Frank only smiled thinly, and Connie turned away, burying her face in her hands. The sound of Virg’s fists smacking the bloody pulp that had been Curley’s face came to her with the sickening regularity of a pendulum. That sound and Virg’s grunting as he swung.
It went on and on, and Connie covered her ears and shut her eyes. Presently, she felt the earth tremble a little and whirled. They had dropped Curley; he lay on his back, his face a pulpy mass of raw flesh, his shirt torn and drenched with bright blood. Virg Lea stood over him now and kicked his face time and again. His shirt too was covered with Curley’s spattered blood, and his face held a tight viciousness. And then, when he was tired, he stopped.
Connie looked up from Curley to the other men, and they would not look at her. Now that the thing was done, they moved uneasily, covertly watching Frank, the shame of it plain in their faces.
Connie moved toward Curley, and Frank hauled her roughly around by her arm. His face was cold and wicked with anger, and he said levelly, “That’s what any man will get that works for you, Connie. Tell Dave Nash that.”
“You devil!” Connie said bitterly. “You cruel devil, Frank Ivey!”
“Any man that works for you,” Frank repeated.
He let her go then, and turned to his horse. The rest of the crew, still silent, broke and sought their horses, and they still would not look at her.
Connie came slowly over to Curley and knelt beside him. She wanted more than anything else to be sick, and she looked away from that mashed face until her queasiness left her. The Bell crew rode off, still silent. One man, Connie saw, turned to look at them briefly.

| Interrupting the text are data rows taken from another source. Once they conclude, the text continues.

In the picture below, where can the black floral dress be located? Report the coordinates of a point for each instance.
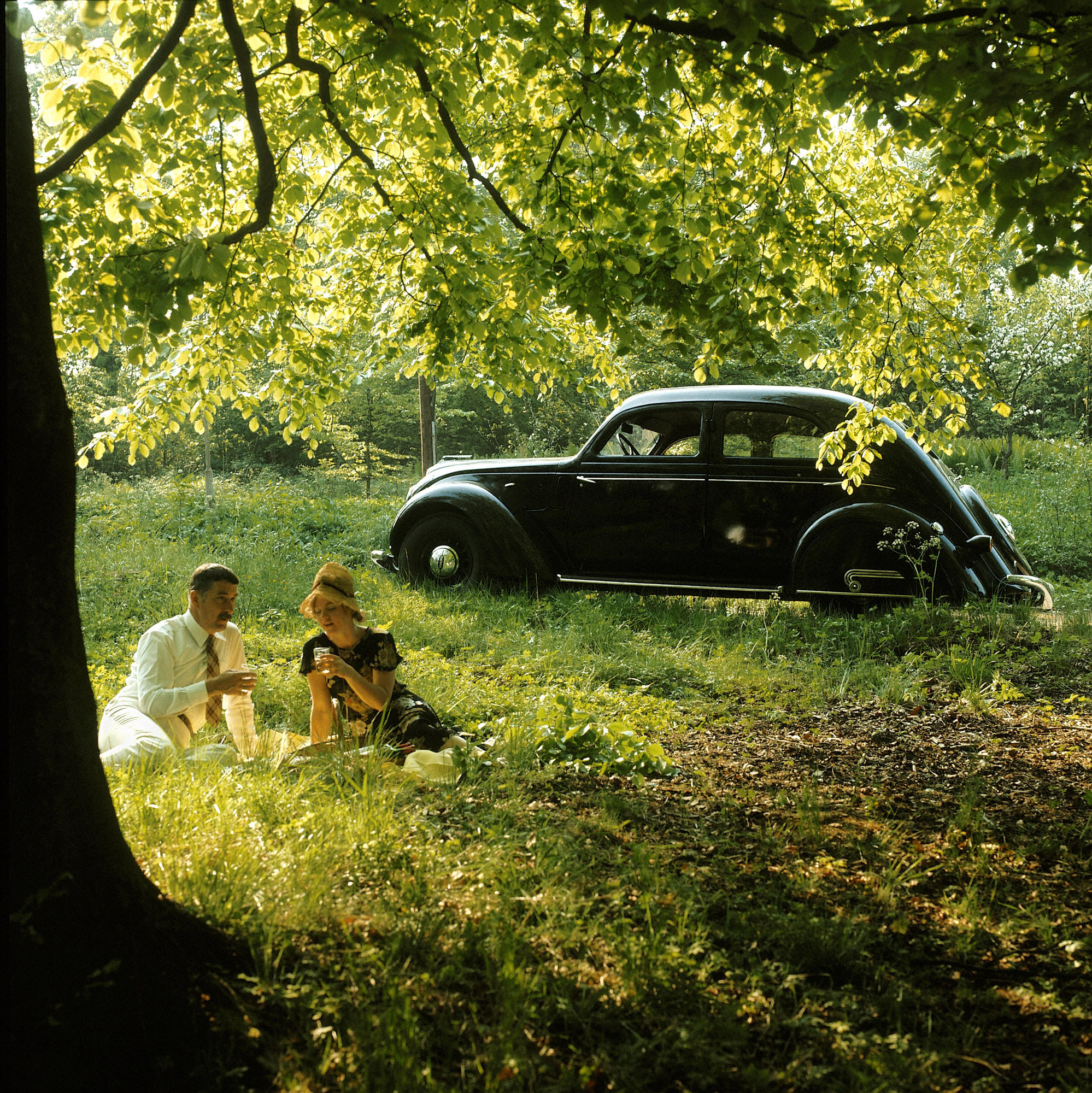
(407, 720)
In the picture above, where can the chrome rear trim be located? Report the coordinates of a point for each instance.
(672, 586)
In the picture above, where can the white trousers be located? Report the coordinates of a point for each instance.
(126, 736)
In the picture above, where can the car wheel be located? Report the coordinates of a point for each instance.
(442, 550)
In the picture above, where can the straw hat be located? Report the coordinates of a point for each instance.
(334, 583)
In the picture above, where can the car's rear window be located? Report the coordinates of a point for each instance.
(765, 434)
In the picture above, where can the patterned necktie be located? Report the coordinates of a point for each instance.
(215, 708)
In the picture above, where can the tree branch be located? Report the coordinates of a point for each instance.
(707, 32)
(267, 168)
(303, 220)
(121, 109)
(292, 56)
(473, 173)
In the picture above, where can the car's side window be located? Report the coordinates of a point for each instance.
(661, 431)
(765, 434)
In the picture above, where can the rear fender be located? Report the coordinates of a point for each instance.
(510, 551)
(839, 556)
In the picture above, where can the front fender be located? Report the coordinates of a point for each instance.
(833, 556)
(510, 550)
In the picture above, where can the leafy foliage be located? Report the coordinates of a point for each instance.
(559, 738)
(495, 195)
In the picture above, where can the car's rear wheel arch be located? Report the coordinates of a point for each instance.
(443, 548)
(840, 558)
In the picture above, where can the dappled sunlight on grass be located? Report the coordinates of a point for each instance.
(868, 872)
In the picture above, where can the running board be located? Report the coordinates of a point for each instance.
(680, 589)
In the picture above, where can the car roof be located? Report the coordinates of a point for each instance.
(816, 399)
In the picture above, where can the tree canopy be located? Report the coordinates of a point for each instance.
(237, 192)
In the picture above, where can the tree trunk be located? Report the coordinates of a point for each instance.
(210, 497)
(427, 403)
(101, 965)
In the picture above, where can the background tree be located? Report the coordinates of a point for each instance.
(506, 184)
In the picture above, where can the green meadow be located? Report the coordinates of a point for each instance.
(863, 865)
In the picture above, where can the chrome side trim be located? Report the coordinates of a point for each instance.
(828, 592)
(853, 578)
(757, 479)
(642, 478)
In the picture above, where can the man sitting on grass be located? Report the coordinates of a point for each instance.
(183, 668)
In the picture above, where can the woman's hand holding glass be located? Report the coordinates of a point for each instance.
(328, 663)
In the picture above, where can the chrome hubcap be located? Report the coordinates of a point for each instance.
(444, 562)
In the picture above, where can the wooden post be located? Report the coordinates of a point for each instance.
(210, 498)
(427, 405)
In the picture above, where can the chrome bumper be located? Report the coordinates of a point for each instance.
(1040, 592)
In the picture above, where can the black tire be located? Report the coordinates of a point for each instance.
(415, 559)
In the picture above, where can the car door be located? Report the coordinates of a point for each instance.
(637, 510)
(764, 491)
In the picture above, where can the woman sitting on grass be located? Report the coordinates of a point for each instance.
(355, 666)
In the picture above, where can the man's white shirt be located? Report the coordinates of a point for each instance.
(169, 674)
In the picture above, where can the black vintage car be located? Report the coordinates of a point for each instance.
(714, 491)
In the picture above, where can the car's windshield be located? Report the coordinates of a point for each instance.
(662, 431)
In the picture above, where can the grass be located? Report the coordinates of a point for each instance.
(870, 873)
(1048, 498)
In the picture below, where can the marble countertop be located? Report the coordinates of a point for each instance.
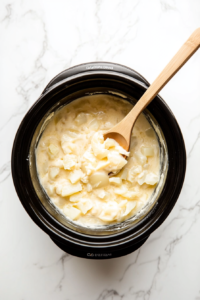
(38, 40)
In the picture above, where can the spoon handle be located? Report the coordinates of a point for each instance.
(180, 58)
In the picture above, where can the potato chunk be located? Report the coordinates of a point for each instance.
(70, 189)
(99, 179)
(72, 212)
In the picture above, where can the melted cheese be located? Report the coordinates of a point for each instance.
(73, 162)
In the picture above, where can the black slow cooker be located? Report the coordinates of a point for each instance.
(121, 239)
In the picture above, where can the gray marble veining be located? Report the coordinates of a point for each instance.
(38, 40)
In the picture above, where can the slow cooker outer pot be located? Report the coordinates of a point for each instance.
(101, 75)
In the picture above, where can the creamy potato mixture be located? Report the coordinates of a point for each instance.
(73, 162)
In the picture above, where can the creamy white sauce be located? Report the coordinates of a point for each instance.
(73, 162)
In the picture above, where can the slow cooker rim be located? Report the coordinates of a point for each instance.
(100, 72)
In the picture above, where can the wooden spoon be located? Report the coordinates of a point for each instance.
(122, 131)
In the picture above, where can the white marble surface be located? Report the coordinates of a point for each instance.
(40, 38)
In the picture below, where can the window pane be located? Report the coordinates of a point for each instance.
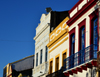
(46, 53)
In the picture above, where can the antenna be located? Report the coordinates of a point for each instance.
(48, 9)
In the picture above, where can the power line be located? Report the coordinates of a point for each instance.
(15, 40)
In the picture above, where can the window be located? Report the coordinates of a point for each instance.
(72, 44)
(64, 57)
(37, 59)
(95, 34)
(41, 56)
(57, 64)
(82, 38)
(82, 44)
(46, 53)
(51, 66)
(95, 37)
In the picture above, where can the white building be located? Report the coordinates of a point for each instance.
(84, 39)
(41, 50)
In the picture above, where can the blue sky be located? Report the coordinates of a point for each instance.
(18, 20)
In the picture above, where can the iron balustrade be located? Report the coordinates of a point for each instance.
(81, 57)
(58, 73)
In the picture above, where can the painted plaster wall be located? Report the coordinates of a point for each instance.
(59, 50)
(41, 40)
(75, 25)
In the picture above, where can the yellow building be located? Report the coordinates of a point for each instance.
(58, 46)
(7, 71)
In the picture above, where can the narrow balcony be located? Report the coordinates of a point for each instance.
(86, 57)
(58, 73)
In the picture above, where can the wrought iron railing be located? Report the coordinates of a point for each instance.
(81, 57)
(58, 73)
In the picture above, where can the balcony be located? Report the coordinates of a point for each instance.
(42, 68)
(86, 57)
(58, 73)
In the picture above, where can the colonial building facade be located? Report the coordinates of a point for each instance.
(48, 23)
(41, 50)
(58, 49)
(84, 39)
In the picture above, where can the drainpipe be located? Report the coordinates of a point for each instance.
(98, 53)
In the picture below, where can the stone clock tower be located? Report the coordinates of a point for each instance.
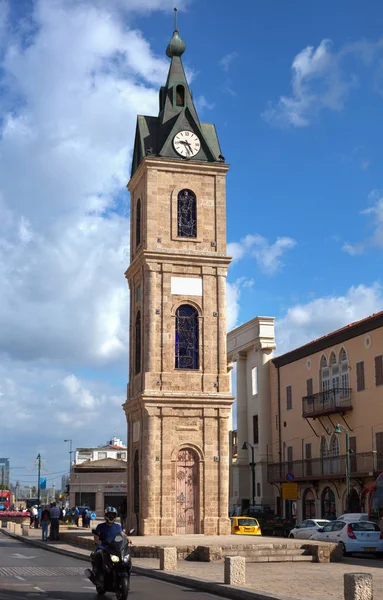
(179, 398)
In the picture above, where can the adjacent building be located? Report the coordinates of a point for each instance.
(4, 472)
(334, 380)
(311, 405)
(251, 346)
(98, 477)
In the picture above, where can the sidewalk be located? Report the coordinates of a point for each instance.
(264, 581)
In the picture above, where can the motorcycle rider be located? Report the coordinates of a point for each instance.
(104, 532)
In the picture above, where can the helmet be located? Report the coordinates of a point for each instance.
(111, 514)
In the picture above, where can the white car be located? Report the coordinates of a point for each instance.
(355, 536)
(307, 528)
(353, 517)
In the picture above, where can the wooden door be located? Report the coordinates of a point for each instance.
(187, 492)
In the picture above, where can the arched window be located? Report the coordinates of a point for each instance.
(325, 379)
(136, 485)
(345, 382)
(334, 453)
(180, 95)
(187, 214)
(308, 505)
(138, 343)
(186, 341)
(328, 504)
(138, 223)
(324, 456)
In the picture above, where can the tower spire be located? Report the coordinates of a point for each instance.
(176, 46)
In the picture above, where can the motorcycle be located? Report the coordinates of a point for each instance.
(117, 567)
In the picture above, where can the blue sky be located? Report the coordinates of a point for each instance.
(295, 90)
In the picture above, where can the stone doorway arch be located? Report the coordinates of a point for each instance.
(187, 492)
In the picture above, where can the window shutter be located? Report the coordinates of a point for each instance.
(379, 370)
(289, 400)
(360, 384)
(255, 430)
(353, 461)
(379, 449)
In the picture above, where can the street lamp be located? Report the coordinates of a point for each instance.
(252, 465)
(70, 455)
(338, 429)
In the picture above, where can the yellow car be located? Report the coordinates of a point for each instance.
(245, 526)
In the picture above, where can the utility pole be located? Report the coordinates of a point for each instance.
(38, 479)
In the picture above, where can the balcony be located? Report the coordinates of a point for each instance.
(332, 467)
(337, 400)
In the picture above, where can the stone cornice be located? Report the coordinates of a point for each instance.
(176, 165)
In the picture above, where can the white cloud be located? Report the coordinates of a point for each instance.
(227, 60)
(353, 249)
(70, 97)
(233, 294)
(319, 82)
(268, 255)
(306, 322)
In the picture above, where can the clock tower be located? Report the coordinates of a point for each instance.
(179, 399)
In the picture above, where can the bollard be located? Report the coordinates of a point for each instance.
(235, 570)
(168, 559)
(357, 586)
(25, 530)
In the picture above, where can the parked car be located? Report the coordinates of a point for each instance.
(245, 526)
(307, 528)
(355, 536)
(269, 522)
(353, 517)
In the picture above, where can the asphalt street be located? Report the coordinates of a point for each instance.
(28, 572)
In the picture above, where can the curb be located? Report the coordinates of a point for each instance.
(219, 589)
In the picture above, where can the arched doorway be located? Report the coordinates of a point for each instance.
(136, 490)
(308, 505)
(187, 515)
(354, 501)
(328, 504)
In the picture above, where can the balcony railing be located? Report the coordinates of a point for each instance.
(337, 400)
(332, 467)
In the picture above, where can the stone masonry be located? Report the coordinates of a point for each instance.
(168, 409)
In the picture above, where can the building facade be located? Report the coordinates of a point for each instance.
(98, 484)
(336, 379)
(4, 472)
(179, 400)
(114, 448)
(250, 346)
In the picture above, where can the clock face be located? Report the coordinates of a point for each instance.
(186, 143)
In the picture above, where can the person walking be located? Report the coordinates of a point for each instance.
(45, 520)
(55, 521)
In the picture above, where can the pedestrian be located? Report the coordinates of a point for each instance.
(45, 520)
(34, 517)
(55, 521)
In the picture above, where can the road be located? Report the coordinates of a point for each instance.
(28, 572)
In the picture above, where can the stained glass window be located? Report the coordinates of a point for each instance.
(138, 342)
(180, 95)
(186, 350)
(138, 223)
(187, 214)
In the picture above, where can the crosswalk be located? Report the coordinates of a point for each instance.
(29, 571)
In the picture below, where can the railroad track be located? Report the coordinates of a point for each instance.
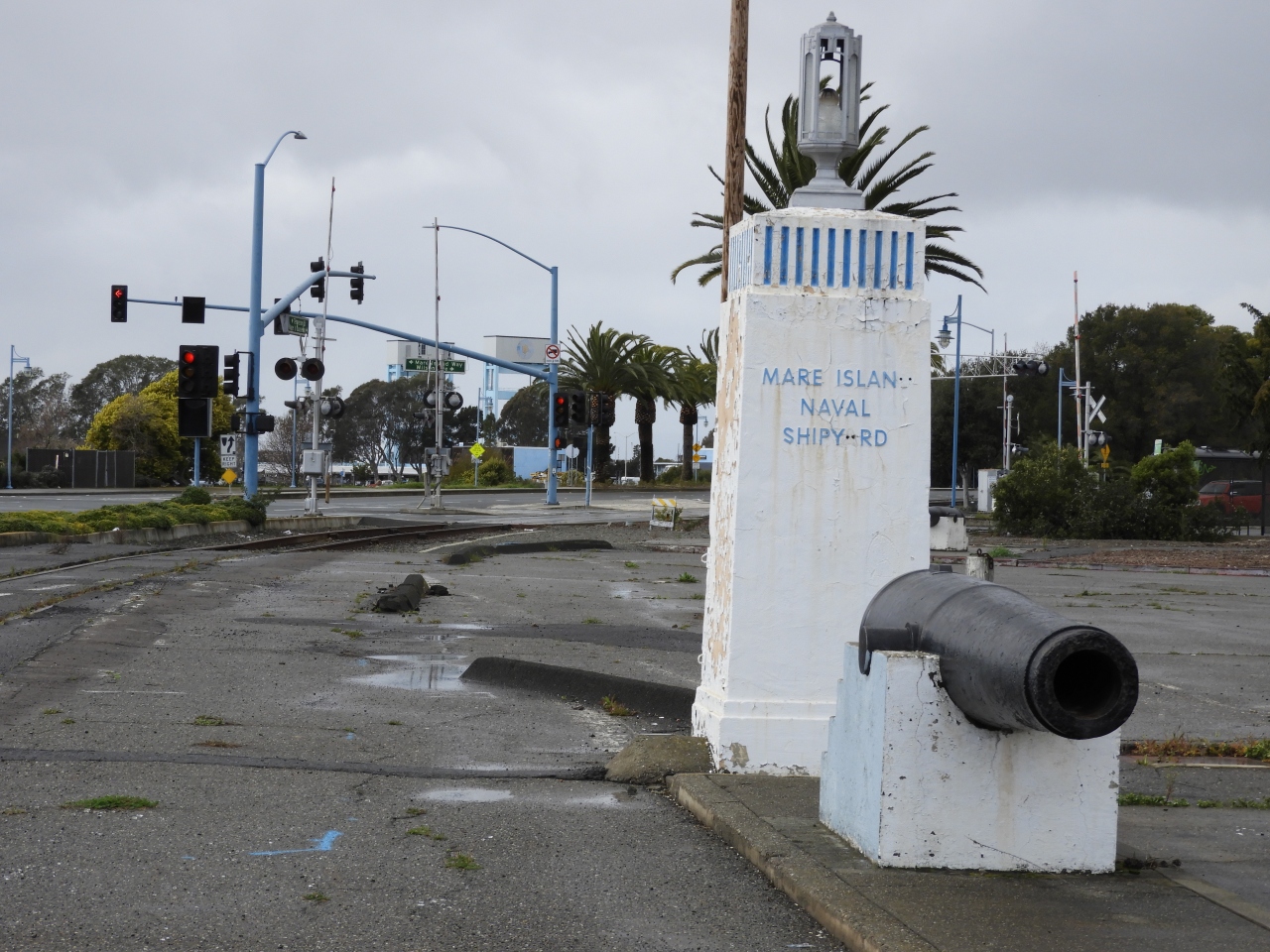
(299, 542)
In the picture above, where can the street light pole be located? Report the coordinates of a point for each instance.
(13, 359)
(556, 339)
(250, 447)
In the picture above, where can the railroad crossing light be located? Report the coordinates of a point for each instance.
(231, 373)
(118, 303)
(1030, 368)
(193, 309)
(318, 289)
(197, 371)
(357, 286)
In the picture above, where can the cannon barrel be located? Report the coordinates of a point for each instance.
(1006, 661)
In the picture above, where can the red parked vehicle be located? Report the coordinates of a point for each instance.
(1232, 494)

Connie got a grip on herself. She put her hand on Curley’s wrist and found a faint pulse beating. She did not see how a man could live after that beating, but Curley was alive. She went into the house and got a cloth and put it over Curley’s face, and then set about dragging him into the bunkhouse. It took her many minutes, with frequent rests, and her anger now was a live thing, giving her strength.
Once she had him in the bunkhouse, she maneuvered him into the bunk, and then set about cleaning him up. This was the worst; his face was cut to a soft, purple pulp, and she could not find his nose. His eyes, mercifully, were hidden in the torn flesh, and one eyebrow was gone. Some deep stubborn will within her kept her at it, with hot water and clean cloths. Finally, she had done all she could for his face. She stripped his shirt off then, and was cleaning his bruised and livid shoulders and chest when she heard a horse outside.